For the start of December, I decided it would be a good idea to talk about the fun side of being a crime writer. I've done this before, more tongue-in-cheek posts than advice, and I've gotten mixed results. I had a few comments that seemed to imply that by writing crime novels for young adults, I'm trying to get them all into a good murder or two. Which made me laugh, but it also made me question how people see the act of writing about crime.

I've talked before about the darker sides of fiction, but I've never really discussed the side effect of writing which is, it's fun sometimes. I don't mean that I wake up every morning and am delighted to be a writer for my job, there are hard parts as I've also talked about. There are parts of the process I adore, and other parts I loathe, and even with the parts I love, there are always some days when that's not fun either. But that's not every day, and it's not all the time. It happens from time to time, and I don't mean that writing is all fun and games, it's a hard job to do and you have to go into it knowing that there will be times that you hate what you're doing, but pushing through will bring you out the other side.
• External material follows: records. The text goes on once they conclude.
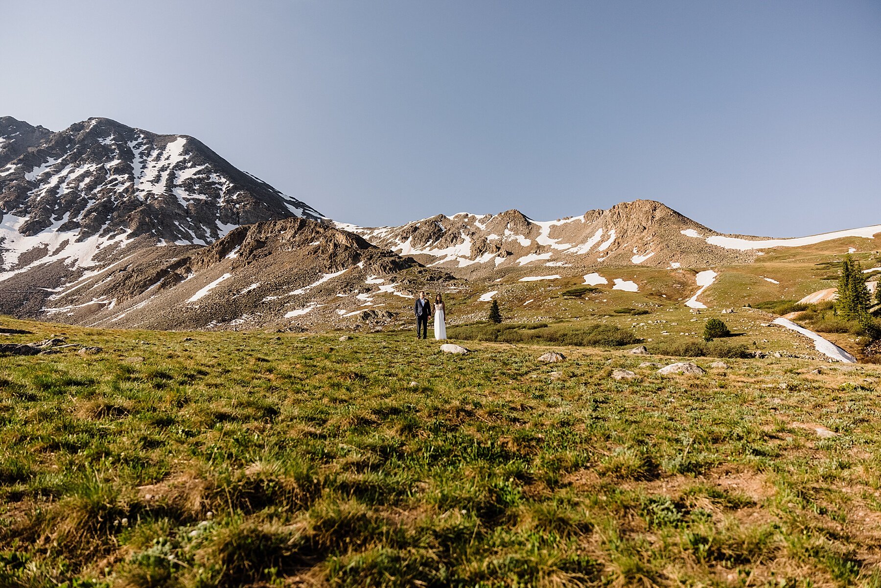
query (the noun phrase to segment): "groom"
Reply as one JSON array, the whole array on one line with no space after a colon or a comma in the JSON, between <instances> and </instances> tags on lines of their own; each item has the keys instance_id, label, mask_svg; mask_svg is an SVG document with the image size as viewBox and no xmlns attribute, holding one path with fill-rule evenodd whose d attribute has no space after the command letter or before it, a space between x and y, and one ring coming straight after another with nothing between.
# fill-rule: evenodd
<instances>
[{"instance_id":1,"label":"groom","mask_svg":"<svg viewBox=\"0 0 881 588\"><path fill-rule=\"evenodd\" d=\"M419 292L413 306L416 313L416 339L428 339L428 317L432 316L432 304L426 298L426 291Z\"/></svg>"}]
</instances>

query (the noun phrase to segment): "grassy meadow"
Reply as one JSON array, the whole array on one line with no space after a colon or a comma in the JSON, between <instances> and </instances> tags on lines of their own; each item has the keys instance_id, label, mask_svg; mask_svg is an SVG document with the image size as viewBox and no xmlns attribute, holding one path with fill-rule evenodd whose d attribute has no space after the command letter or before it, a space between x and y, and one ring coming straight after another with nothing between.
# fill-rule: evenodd
<instances>
[{"instance_id":1,"label":"grassy meadow","mask_svg":"<svg viewBox=\"0 0 881 588\"><path fill-rule=\"evenodd\" d=\"M0 586L881 586L881 366L0 326Z\"/></svg>"}]
</instances>

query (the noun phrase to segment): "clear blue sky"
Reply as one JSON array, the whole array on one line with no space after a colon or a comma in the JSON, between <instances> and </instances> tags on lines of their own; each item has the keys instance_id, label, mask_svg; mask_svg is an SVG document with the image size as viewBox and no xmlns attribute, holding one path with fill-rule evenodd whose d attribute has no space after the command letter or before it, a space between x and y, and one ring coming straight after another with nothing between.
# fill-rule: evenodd
<instances>
[{"instance_id":1,"label":"clear blue sky","mask_svg":"<svg viewBox=\"0 0 881 588\"><path fill-rule=\"evenodd\" d=\"M0 1L0 115L193 135L333 219L881 223L881 4Z\"/></svg>"}]
</instances>

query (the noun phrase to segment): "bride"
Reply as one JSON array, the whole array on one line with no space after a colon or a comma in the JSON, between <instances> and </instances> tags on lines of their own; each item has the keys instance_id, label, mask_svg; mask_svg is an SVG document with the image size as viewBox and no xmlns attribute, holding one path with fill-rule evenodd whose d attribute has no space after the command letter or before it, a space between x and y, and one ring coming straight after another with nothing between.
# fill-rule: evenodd
<instances>
[{"instance_id":1,"label":"bride","mask_svg":"<svg viewBox=\"0 0 881 588\"><path fill-rule=\"evenodd\" d=\"M434 297L434 339L447 339L446 309L440 293Z\"/></svg>"}]
</instances>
But what does that have to do with crime writing, and what I said above about some of it actually being fun? Quite a lot actually. I've always been a big believer that the darker side of humanity, of fiction, shouldn't be shied away from. There will always be some people who it appeals to for a number of reasons, and some that may even surprise you. The idea that people reading crime fiction are doing it because they want to be super serious is absurd to me. I read it, a lot of it, and I enjoy every moment of it, even when it gets dark and disturbing.

That doesn't mean that there's something wrong with me, nor does it mean that someone who doesn't enjoy reading and/or writing about crime has something wrong with them either. It's just different strokes for different folks. I love trying to put the pieces together and solve the crime before the characters do, and as a writer, I love being the one who knows all those puzzle pieces and slots them into place so that the reader can try and gather them up to see the bigger picture. It's something that has always appealed to me and I can't see that changing any time soon.

My point for this piece is that sometimes, solving a crime that is completely fictional, is a lot of fun. Anyone who's played Cluedo or watched mystery shows on TV can attest that sometimes, it can be a gripping time to spend trying to work out what everything means and why. It's something I very much enjoy and as a crime writer, being told that my job as a young adult author is to turn people away from committing crimes, is a little worrying to me. I don't completely disagree, I don't include violent scenes for the sake of it, and I try to minimise any kind of gore that isn't necessary. I've done this throughout my writing life and will continue to do so.

But surely the point of fiction is that you're supposed to enjoy it, you're supposed to love the time you spend in those pages, and crime fiction isn't any different, no matter what age you are. So for those wondering what the fuss is about, go pick up a book and read for yourself. As always, your mileage may vary, and that's completely okay!